Monday, June 22, 2009

Catching Exceptions

A fellow blogger was complaining about Google Code returning an exception instead of null, which made his code look ugly. Not so, says I! Scala (and monads, I suppose) come to rescue:


def exceptionToLeft[T](f: => T): Either[java.lang.Throwable, T] = try {
Right(f)
} catch {
case ex => Left(ex)
}


exceptionToLeft(obj.methodWhichMightThrow()) match {
case Right(x) => // do stuff with x
case Left(ex) => println("Oops, got exception " + ex.toString)
}


Enjoy!

Update:

Scala 2.8 has library help for this, at scala.util.control.Exception. It does require one to specify the exception or exceptions to be caught, which is a good thing, and it has many more usage modes. You can just ignore the exception for computations returning Unit, you can get the result as Some(T) and transform the exceptions in None, etc.

3 comments:

  1. Nice. One note; the Scaladocs for Either say that the convention is to use Left for the exception case, when an Either is used for success vs. failure scenarios like this.

    ReplyDelete
  2. Yeah, I know it. But I was concentrating on capturing the exception, so I used Right in my test code. Once it was finished, I was unwilling to swap Left and Right for fear of breaking something.
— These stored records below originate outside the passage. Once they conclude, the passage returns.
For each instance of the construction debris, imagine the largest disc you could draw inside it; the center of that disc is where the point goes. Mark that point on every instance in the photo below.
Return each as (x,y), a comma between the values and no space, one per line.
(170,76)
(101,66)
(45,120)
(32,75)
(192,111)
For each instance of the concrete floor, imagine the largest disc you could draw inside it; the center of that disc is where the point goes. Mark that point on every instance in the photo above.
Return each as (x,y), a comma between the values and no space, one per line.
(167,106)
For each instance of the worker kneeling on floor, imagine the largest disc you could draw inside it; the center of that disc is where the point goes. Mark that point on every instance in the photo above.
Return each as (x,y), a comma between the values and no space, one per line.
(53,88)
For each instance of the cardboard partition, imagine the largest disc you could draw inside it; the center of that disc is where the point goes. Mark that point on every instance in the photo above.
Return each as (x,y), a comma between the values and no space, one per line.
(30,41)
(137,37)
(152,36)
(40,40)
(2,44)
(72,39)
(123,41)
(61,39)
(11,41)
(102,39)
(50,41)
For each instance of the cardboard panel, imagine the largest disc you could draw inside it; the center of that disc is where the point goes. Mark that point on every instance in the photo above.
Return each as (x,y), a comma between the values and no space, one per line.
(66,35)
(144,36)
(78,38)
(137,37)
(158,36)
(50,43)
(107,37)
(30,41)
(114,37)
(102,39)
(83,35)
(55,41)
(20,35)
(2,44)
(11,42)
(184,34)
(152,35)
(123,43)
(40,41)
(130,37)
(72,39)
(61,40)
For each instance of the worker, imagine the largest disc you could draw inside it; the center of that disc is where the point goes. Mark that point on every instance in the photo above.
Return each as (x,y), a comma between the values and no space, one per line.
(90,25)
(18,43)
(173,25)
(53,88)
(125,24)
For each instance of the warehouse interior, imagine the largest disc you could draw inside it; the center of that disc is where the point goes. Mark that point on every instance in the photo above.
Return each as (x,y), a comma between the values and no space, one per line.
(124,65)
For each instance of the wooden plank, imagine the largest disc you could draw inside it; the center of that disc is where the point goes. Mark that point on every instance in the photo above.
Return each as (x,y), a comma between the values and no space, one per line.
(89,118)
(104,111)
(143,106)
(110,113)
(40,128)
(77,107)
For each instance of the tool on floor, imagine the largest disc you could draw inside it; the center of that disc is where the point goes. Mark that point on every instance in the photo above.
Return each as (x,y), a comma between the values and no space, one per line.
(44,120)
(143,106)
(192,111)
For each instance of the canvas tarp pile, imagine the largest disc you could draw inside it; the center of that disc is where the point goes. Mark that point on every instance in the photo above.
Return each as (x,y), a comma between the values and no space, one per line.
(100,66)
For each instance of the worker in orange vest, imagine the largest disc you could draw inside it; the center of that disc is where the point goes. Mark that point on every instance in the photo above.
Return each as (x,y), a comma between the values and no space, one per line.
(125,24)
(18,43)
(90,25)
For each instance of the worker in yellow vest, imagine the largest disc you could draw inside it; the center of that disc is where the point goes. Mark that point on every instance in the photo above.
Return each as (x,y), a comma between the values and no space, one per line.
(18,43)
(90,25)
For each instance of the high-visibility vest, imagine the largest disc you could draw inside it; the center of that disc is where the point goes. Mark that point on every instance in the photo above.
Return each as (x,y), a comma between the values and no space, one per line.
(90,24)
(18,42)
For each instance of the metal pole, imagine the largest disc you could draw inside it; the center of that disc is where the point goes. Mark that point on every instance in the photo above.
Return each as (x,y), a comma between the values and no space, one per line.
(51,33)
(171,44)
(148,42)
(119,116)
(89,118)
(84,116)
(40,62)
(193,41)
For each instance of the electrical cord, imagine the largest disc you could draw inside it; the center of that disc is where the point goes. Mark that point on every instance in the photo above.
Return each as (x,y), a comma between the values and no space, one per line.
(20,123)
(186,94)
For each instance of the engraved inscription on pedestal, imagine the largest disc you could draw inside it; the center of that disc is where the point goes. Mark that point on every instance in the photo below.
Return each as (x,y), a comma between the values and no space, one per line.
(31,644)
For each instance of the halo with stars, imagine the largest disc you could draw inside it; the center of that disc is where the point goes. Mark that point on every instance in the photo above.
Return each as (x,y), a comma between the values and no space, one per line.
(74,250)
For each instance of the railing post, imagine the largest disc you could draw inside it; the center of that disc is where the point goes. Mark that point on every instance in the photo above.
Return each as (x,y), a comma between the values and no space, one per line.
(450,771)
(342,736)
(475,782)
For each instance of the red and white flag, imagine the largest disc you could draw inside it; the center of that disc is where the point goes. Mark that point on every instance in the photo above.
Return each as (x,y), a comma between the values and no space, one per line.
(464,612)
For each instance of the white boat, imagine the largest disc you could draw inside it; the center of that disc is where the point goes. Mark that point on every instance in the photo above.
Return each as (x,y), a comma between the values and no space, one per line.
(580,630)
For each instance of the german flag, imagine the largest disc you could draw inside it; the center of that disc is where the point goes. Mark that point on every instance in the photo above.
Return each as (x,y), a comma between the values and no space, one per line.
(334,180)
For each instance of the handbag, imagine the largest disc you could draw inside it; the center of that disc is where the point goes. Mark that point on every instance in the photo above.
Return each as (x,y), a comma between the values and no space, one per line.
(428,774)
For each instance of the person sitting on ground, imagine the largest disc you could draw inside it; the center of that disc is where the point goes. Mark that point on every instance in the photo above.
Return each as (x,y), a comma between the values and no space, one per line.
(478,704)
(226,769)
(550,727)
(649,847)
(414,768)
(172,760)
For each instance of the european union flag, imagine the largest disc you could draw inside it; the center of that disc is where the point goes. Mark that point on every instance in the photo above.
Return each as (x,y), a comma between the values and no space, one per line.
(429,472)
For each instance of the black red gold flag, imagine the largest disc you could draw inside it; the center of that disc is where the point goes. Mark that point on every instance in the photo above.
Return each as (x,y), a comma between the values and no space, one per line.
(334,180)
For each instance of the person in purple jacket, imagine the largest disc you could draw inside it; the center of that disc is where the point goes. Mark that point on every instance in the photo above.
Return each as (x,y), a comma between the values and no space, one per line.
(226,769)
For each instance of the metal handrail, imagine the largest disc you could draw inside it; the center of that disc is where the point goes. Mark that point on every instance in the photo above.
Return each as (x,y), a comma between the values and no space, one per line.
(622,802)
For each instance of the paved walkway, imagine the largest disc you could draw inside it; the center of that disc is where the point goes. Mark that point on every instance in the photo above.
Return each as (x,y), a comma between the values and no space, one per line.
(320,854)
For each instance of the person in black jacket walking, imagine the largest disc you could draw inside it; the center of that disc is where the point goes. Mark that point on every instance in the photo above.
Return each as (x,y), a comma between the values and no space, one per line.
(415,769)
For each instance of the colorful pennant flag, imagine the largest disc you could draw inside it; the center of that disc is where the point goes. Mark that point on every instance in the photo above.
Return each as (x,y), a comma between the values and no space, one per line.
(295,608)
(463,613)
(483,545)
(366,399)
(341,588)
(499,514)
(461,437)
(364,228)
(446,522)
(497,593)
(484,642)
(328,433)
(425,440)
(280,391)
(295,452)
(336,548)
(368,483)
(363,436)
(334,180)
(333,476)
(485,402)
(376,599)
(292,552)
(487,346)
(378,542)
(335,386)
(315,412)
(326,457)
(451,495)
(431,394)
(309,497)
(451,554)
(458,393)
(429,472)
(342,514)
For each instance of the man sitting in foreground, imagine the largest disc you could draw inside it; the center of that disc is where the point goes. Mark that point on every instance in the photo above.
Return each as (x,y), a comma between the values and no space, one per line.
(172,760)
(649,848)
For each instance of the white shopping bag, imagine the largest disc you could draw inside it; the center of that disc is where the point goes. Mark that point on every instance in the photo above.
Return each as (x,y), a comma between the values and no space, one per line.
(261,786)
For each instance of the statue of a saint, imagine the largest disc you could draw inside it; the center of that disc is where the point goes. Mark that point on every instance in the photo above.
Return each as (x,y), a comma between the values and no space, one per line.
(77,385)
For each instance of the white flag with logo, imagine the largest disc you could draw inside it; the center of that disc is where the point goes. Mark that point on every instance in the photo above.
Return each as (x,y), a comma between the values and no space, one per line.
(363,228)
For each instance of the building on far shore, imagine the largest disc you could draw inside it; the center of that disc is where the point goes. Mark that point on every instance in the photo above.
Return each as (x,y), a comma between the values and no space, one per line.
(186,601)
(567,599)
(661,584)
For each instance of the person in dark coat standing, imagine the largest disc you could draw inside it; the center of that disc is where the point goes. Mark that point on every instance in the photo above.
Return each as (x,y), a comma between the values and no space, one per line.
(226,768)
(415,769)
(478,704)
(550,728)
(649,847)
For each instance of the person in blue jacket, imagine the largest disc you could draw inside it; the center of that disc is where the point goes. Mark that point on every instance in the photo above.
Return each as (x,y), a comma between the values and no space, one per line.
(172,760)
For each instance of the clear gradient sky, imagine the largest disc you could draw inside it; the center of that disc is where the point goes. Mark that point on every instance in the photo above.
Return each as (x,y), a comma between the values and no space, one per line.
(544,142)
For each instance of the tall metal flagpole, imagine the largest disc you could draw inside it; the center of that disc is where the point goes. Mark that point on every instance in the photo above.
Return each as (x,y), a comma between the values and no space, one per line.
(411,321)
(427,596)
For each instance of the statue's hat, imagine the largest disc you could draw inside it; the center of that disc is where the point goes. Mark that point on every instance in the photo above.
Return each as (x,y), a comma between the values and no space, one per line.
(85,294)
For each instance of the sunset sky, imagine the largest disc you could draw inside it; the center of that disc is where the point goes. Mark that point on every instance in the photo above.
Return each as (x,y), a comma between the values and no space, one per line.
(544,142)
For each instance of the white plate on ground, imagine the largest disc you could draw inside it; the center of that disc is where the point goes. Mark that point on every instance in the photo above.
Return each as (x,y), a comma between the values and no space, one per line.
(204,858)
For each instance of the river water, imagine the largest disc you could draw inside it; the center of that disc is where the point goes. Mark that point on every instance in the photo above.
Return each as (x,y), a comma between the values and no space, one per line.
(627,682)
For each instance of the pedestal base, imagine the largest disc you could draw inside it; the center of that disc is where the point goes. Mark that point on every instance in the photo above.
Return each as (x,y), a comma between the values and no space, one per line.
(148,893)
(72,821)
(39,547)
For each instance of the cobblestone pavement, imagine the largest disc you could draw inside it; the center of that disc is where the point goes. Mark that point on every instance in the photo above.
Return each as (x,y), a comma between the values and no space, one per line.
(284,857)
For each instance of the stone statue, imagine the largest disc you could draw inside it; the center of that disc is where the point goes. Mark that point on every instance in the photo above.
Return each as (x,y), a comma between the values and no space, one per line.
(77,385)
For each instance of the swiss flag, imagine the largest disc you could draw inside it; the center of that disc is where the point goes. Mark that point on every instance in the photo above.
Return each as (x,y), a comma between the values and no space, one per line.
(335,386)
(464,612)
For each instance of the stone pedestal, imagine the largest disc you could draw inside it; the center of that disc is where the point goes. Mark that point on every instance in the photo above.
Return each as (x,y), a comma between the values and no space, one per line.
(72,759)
    Alas, though I have heard Either described as a way to pass two alternative type values -- something like we would "union" for in C -- it seems the original intent of Either was, indeed, handling exceptions.

    I guess I might as well fix the code before people start copying it.

    ReplyDelete
  3. Hopefully people won't start copying it because it's already in trunk in a more general form. See scala.util.control.Exception.